Rocky Mountain (56th Annual) and Cordilleran (100th Annual) Joint Meeting (May 3–5, 2004)

Paper No. 7
Presentation Time: 8:00 AM-5:00 PM

CRETACEOUS(?) SYNCONTRACTIONAL EXTENSION IN THE SEVIER OROGEN, SOUTHWESTERN MONTANA


LONN, Jeffrey D. and MCDONALD, Catherine, Montana Bureau of Mines and Geology, Montana Tech, Butte, MT 59701, jefflonn@lycos.com

New 1:24,000-scale mapping in the Pintler Range of southwestern Montana suggests that extensional features developed synchronously with regional crustal contraction in the Late Cretaceous. The Kelly Lake 7 1/2' quadrangle lies within the hinterland of the Sevier thrust belt and also in the footwall of the Eocene(?) Anaconda metamorphic core complex. The northeast-striking Cretaceous Georgetown thrust bisects the quadrangle, with hanging wall rocks to the northwest and footwall rocks to the southeast. The hanging wall consists of a 10,000-foot-thick section of Proterozoic Missoula Group sediments intruded by Late Cretaceous plutons and deformed into open, upright folds. It also contains a major low-angle normal fault, the Shadow Lake detachment. This detachment is also folded and intruded by the 73 Ma Sapphire batholith.
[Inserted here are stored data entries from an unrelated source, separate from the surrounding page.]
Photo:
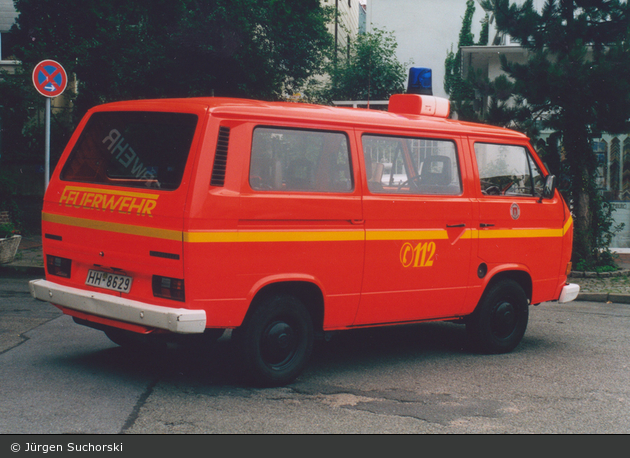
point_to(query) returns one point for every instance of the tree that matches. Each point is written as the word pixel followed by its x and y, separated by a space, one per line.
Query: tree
pixel 462 91
pixel 372 72
pixel 576 82
pixel 171 48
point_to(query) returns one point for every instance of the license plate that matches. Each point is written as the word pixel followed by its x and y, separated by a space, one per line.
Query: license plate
pixel 107 280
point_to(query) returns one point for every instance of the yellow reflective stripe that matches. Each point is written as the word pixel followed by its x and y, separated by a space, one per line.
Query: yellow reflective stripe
pixel 399 234
pixel 112 192
pixel 130 229
pixel 274 236
pixel 300 236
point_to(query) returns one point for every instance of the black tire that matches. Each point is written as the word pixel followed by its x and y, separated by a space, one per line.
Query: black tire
pixel 275 341
pixel 500 319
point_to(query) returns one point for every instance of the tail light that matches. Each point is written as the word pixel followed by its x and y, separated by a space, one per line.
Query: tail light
pixel 168 288
pixel 58 266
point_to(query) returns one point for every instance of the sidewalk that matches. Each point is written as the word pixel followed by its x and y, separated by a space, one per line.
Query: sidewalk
pixel 605 287
pixel 29 258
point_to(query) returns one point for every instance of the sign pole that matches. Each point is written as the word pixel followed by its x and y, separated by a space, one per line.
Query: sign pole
pixel 47 147
pixel 50 80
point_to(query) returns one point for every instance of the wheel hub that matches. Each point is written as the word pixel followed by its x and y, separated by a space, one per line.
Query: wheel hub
pixel 279 343
pixel 504 319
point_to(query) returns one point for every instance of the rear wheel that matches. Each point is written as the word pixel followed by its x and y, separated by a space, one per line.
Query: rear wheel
pixel 500 320
pixel 276 341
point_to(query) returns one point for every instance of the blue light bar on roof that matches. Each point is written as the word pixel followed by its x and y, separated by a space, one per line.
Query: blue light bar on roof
pixel 420 81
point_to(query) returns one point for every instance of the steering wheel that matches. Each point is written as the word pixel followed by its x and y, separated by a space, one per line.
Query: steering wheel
pixel 413 182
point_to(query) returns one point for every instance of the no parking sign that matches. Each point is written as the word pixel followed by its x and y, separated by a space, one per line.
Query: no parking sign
pixel 50 80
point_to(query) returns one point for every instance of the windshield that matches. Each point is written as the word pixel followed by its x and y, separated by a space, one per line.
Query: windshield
pixel 137 149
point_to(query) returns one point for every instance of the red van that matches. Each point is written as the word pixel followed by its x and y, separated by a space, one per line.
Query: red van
pixel 284 221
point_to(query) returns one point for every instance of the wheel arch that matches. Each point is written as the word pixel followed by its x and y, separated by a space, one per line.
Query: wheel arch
pixel 522 277
pixel 307 292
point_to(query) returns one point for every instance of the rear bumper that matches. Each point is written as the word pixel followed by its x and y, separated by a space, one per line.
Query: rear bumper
pixel 179 320
pixel 569 292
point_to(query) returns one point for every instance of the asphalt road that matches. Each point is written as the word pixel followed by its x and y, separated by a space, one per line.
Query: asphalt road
pixel 570 375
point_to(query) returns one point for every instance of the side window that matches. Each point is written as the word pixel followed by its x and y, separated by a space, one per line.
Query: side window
pixel 300 160
pixel 507 170
pixel 403 165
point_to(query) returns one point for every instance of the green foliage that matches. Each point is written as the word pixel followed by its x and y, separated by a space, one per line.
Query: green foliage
pixel 9 204
pixel 462 91
pixel 372 72
pixel 175 48
pixel 575 82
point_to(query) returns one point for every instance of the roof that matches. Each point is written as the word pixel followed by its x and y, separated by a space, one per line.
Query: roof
pixel 318 115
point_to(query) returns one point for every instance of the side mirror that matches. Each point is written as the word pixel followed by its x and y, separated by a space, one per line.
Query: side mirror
pixel 550 187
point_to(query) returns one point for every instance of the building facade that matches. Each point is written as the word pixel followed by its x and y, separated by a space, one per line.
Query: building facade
pixel 425 31
pixel 345 24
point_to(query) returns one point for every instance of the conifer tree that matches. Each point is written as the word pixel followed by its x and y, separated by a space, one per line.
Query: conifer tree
pixel 577 79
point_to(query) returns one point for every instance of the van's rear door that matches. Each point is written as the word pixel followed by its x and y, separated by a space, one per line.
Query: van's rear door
pixel 113 213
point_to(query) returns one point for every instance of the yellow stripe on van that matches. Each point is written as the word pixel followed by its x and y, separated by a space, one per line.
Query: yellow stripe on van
pixel 271 236
pixel 130 229
pixel 398 234
pixel 299 236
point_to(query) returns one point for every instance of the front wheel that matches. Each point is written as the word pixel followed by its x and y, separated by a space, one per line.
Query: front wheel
pixel 500 320
pixel 276 341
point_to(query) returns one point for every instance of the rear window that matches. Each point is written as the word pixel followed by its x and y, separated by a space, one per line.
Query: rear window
pixel 137 149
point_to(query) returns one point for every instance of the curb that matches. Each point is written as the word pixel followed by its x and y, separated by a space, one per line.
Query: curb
pixel 12 270
pixel 584 274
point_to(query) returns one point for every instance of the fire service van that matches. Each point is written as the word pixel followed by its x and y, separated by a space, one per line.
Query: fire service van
pixel 282 222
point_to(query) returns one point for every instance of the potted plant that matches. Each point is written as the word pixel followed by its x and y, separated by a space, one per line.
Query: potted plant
pixel 9 242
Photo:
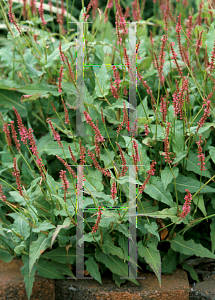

Footwall rocks of the Georgetown thrust are more complexly deformed and contain a ductilely strained, tectonically attenuated stratigraphy with a Missoula Group section as thin as 200 feet. The stratigraphy has been thinned both by broad, diffuse zones of ductile shear and by distinct, nearly bedding-parallel faults that omit section. Both types of structures appear to have formed simultaneously and are attributed to extension. Repetition of one of the faults, the Sawed Cabin detachment, by a thrust, indicates that a convergent tectonic setting persisted. The structures were tightly folded by at least two subsequent fold events and intruded by granitic plutons that place a minimum age of Late Cretaceous on the postulated extensional features. However, at this latitude foreland thrusting is known to have continued until 58 Ma. The fault zone previously mapped as the Cretaceous Georgetown thrust is actually comprised of Tertiary high-angle faults that cut the structures described above. Although the zone does juxtapose the hanging wall and footwall of the thrust, the original thrust geometries are not preserved.